Wednesday, March 07, 2007 @ 12:45 AM
Got back my posting results...yea...I'm jus fated to be in Tampines JC (Science)...kinda have mixed feelings in me at that moment. Kinda felt happy that I'm in a JC, but...Kinda felt down when I can't go into MJC...so got some weird thoughts of going to TP if I can't enter MJC...weird ne?

Went to MJC with mum, filled the appeal form...den the receptionist there keep on repeat "Do you know that our cut off points is 10?" Yes yes...I know, can you just stop repeating it to hurt my pride? I still have my pride and dignity okay?! =.=" After appealing, went to Century Square to buy Delifrance food to make myself feel better. Bought the Kon (Bleach) handphone strap and Shakugan no Shana book 2 (Thanks nini for intro such a nice anime/manga)

Went home, wonder should I just choose to appeal to poly instead (I'm so into marketing.) ponder...decided to just go to Burger King and do some TPJC notes update to escape reality awhile. Saw Yann Chang there, chatted awhile, and found out that he decided to sign a bond with the Army?! Wow. Pro man. Did some Physics and Maths. Continue chatting with Yann Chang, den while chatting halfway, OPC called. I asked him who got into TPJC. I recieved the biggest shock of the day. Oh wells. Both of them laughed at my reaction. They still say it is fated to be. God...
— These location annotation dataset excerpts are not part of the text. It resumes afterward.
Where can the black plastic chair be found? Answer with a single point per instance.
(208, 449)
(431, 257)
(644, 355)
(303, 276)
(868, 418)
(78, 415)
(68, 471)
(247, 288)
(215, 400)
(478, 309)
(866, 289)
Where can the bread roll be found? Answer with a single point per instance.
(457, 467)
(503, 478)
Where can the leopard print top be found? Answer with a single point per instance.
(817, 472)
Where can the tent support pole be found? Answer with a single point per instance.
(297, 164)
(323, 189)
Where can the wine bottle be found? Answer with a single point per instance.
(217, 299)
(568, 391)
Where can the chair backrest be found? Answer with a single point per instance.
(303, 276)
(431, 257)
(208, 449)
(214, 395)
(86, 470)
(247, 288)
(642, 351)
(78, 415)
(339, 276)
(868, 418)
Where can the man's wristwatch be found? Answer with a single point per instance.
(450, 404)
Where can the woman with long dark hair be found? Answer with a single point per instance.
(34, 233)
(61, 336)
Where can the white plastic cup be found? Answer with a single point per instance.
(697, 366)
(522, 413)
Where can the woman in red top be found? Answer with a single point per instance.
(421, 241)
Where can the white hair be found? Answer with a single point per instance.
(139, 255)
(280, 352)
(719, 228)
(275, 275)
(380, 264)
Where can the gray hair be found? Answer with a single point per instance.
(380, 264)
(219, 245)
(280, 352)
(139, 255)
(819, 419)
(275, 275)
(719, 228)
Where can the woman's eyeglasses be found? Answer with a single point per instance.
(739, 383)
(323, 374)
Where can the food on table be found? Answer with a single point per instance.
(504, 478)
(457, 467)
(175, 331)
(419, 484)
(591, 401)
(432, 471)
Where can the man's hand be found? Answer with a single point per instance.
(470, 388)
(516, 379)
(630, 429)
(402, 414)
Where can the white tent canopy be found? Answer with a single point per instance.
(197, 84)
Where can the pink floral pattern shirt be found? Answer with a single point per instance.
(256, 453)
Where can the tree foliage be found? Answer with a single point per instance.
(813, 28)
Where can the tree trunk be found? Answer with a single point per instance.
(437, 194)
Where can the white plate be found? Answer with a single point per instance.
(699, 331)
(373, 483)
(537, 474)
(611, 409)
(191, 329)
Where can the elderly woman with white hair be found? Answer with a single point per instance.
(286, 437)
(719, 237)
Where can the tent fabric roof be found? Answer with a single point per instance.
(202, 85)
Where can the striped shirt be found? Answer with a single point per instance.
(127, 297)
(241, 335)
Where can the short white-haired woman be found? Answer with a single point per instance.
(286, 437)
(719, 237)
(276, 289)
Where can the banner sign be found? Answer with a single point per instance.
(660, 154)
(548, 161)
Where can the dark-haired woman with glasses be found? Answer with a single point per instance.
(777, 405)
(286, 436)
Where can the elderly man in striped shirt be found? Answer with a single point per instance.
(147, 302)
Went home, chat with Si Yuan..Tammie, and Rilynn. Multi tasking! Thanks for the chat Si Yuan. You kind of made me feel better =) Helped tammie with her maths, she had a test tmr, relax and do well! Read Blame's blog archive, found a link to a storybook. Intro to Rilynn. Both of us felt that it is veri touching. =) Gonna find that book in Regional Libraries (Due to them leaving 3 chpts off, need to buy to know the ending). Alot of thoughts went through my mind after reading the story.

I admit that I like you, but I don't think you know,
If you know, why are you reacting so normal?
I'm kinda sad, do you even remember the bet?
I think I would just stay beside you, hoping that you would be happy...


Oh well, jus thinking out loud. Don't mind it hor. Currently listening to Stacie Orrico - (There's Gotta Be) More to Life...here's the lyrics.

I've got it all, but I feel so deprived
I go up, I come down and I'm emptier inside
Tell me what is this thing that I feel like I'm missing
And why can't I let it go

[Chorus]
There's gotta be more to life...
Than chasing down every temporary high to satisfy me
Cause the more that I'm...
Tripping out thinking there must be more to life
Well there's life, but I'm sure... there's gotta be more
Than wanting more

I've got the time and I'm wasting it slowly
Here in this moment I'm half way out the door
Onto the next thing, I'm searching
For something that is missing

[Repeat Chorus]

i'm wanting more
I'm always waiting on something other than this
Why am I feelin' like there's something I missed.....

[Repeat Chorus x2]

I agree with this song, there's more to life than sadness. Maybe..it's high time that I move on?..I wonder...

Gonna stop bloggin nw, tomorrow have to report to TPJC early in the morning, cyaz!